Ive used your "Suckix" braid, i fished for about ten minutes with it and then I had to fish with my topwater rod all day since it had PowerPro on it. PowerPro is way better bro. By the way, you may not want to post in here anymore, you have angered the Bantam.


----------



## ethan (Aug 3, 2006)

Dipsay said:


> "Memo to ethan" Dont come to a Shimano/GLoomis/Power Pro Support Board and start bashing and challenging. If you're unhappy with Power Pro I get that. I personally dont like any of that braided or whatever. I use mono completely. If you get a backlash your done,but you dont hear me Crying over it. I really dont see the point in this thread other than to "try and give a full Monty" to Shimano. I think you'll find your self at the "back of the bus" on this forum brotha. Just remember, next time you need some help who you pizzed off.. Just saying...Dip
> Oh, and one other thing.....SHIMANO ALL THE WAY BABY!
> On a side note, you said you've used Power Pro for 2 years and Suffix for 2 years? That means you were 17 at the time of the test? Just saying....


 HAHAHAHAHAHAHAHA ok number one you sound a little mad that I am young I understand i just got off to an early start than you so when im your age i will be ten times greater than you have ever dreamed. Number two you do not have to state the shimano thing everyone knows this and number 3 its a challenge im not bashing power pro so the only ***** starter is you.

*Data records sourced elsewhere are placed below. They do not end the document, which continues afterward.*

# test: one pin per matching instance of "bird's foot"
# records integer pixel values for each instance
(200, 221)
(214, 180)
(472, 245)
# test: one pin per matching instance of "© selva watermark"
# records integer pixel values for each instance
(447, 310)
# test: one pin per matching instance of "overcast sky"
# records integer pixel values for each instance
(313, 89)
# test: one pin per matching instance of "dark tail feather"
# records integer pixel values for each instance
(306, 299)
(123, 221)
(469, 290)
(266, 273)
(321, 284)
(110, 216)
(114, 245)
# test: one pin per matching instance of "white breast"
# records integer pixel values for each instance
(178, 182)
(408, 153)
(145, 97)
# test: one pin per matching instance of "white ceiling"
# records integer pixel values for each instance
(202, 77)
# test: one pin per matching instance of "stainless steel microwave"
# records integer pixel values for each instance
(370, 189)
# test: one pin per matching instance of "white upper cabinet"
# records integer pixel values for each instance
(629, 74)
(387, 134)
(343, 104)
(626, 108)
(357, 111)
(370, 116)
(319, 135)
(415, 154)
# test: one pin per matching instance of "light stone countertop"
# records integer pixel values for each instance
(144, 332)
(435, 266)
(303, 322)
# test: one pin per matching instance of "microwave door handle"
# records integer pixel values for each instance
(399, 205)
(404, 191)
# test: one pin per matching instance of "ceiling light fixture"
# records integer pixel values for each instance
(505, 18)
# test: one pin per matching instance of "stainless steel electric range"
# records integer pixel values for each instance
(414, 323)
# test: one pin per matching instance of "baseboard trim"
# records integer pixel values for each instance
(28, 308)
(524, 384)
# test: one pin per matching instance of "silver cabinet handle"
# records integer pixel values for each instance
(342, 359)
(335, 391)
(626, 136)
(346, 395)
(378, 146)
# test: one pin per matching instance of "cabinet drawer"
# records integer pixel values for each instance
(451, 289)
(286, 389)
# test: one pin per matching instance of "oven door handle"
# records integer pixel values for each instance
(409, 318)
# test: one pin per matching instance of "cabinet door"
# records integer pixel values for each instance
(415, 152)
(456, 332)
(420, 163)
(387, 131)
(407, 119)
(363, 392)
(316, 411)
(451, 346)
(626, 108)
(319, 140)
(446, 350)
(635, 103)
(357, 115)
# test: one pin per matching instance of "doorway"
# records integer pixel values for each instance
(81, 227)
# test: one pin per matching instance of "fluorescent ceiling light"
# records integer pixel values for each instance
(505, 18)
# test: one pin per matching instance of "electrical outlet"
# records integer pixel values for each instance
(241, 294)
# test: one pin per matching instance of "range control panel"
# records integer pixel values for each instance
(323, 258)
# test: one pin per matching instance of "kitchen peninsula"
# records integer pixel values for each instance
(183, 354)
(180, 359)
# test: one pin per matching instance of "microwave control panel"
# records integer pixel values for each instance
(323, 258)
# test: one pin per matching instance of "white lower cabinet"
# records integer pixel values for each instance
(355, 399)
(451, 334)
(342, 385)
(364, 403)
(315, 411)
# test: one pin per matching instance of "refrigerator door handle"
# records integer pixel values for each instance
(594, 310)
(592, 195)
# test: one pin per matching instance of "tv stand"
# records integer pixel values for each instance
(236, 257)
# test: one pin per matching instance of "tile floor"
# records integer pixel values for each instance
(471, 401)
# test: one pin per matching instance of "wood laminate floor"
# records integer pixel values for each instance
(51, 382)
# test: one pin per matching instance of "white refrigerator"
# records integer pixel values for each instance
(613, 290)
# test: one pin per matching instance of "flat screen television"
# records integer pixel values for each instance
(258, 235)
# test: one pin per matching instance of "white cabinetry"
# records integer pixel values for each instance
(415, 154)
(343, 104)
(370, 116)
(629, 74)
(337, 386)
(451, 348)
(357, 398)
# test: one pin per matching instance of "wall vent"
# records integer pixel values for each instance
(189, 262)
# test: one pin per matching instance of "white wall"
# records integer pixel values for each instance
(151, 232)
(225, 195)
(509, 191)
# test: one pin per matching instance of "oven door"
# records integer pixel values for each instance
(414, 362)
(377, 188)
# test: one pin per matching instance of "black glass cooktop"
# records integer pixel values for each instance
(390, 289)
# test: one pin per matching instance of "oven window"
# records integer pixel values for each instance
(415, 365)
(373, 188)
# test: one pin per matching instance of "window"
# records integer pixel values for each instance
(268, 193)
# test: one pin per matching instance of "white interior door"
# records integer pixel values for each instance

Lets mature up a little bit and besides i know pleanty of 40+ men who claim to be fisherman but are as dumb as potlickers. It is not age that gives you wisdom but experience somthing my young self has had a lot off so if you have anything else to say i would love to meet you on the water and let the rods solve this.


----------



## Won Mo Kasst (Mar 27, 2008)

ethan said:


> HAHAHAHAHAHAHAHA ok number one you sound a little mad that I am young I understand i just got off to an early start than you so when im your age i will be ten times greater than you have ever dreamed. Number two you do not have to state the shimano thing everyone knows this and number 3 its a challenge im not bashing power pro so the only ***** starter is you. Lets mature up a little bit and besides i know pleanty of 40+ men who claim to be fisherman but are as dumb as potlickers. It is not age that gives you wisdom but experience somthing my young self has had a lot off so if you have anything else to say i would love to meet you on the water and let the rods solve this.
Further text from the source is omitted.